Yunchul Kim

Yunchul Kims Zeichnung Self_portrait.jpg besteht aus 58.806 Textzeichen, die handschriftlich mit Tinte auf feines weißes Japanpapier aufgetragen wurden. Die Buchstaben, Zahlen und Sonderzeichen (ASCII-Code) repräsentieren ein Bild im jpg-Format. JPEG ist eine ISO-Norm, welche verschiedene Komprimierungs- und Kodierungsmethoden für Bilder beschreibt. Meist werden dabei einzelne Bildinformationen gelöscht, um die Dateigröße zu reduzieren. Bei einer geringen Kompression ist dieser Verlust mit dem menschlichen Auge nicht zu identifizieren, bei einer großen Kompression hingegen wird der Informationsverlust sichtbar. Wenn diese komprimierten Zeichen in digitaler Form von einem Computer gelesen werden, würden sie das Selbstportrait des Künstlers zeigen.

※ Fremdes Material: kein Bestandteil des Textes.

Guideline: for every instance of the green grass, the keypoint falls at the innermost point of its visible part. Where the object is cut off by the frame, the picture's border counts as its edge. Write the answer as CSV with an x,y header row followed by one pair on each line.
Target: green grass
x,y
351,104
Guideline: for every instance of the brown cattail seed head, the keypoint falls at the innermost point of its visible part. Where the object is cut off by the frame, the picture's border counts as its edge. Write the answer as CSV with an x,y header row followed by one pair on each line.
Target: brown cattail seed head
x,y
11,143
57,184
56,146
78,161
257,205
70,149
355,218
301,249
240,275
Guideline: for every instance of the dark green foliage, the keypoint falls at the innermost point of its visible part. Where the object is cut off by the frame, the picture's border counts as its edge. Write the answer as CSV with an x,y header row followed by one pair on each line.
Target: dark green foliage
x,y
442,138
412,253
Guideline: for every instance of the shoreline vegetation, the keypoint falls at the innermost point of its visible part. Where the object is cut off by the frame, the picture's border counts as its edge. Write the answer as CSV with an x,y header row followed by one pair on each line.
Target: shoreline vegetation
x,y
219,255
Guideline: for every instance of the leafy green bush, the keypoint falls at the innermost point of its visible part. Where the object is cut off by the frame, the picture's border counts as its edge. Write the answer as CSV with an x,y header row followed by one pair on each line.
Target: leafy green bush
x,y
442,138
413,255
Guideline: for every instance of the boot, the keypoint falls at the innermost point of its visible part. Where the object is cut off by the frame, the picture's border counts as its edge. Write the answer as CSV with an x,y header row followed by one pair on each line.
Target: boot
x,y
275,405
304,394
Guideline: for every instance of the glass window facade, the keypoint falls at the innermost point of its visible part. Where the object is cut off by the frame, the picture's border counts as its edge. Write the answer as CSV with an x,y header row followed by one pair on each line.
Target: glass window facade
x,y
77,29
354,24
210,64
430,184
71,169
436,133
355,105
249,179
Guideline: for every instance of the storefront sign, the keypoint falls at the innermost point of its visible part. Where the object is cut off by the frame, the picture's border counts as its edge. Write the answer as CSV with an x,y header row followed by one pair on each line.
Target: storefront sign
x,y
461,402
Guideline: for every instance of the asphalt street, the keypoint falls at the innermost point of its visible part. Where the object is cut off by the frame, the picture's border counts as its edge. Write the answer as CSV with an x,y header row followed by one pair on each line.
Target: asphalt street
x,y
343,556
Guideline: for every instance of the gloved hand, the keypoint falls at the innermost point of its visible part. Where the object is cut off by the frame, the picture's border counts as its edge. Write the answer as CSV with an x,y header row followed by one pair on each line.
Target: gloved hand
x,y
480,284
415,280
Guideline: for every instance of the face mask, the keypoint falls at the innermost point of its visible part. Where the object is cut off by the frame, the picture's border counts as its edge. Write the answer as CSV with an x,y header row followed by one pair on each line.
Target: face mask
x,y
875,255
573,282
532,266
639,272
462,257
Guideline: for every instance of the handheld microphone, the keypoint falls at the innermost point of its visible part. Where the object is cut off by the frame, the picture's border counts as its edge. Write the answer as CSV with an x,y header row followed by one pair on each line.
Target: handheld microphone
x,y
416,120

Im Falle eines Portraits, insbesondere eines künstlerisch intendierten, stellt sich die Herausforderung, wesentliche Merkmale des Portraitierten zu erfassen. Diese sind nicht allein durch die äußere Beschaffenheit der Person bestimmt, sondern zum Beispiel auch durch ihre Gestik oder Wesensmerkmale bedingt. Welche Informationen zu Yunchul Kim lagen für sein Abbild im jpg-Format vor, als der Künstler diese handschriftlich ins Analoge übertrug? Können Menschen und Maschinen die gleiche Qualität an Informationen wahrnehmen und verarbeiten und wenn nicht, nach welchen Kriterien selektiert ein Mensch? Sind die Informationen, die Menschen wahrnehmen auch für eine maschinelle Verarbeitung von Relevanz?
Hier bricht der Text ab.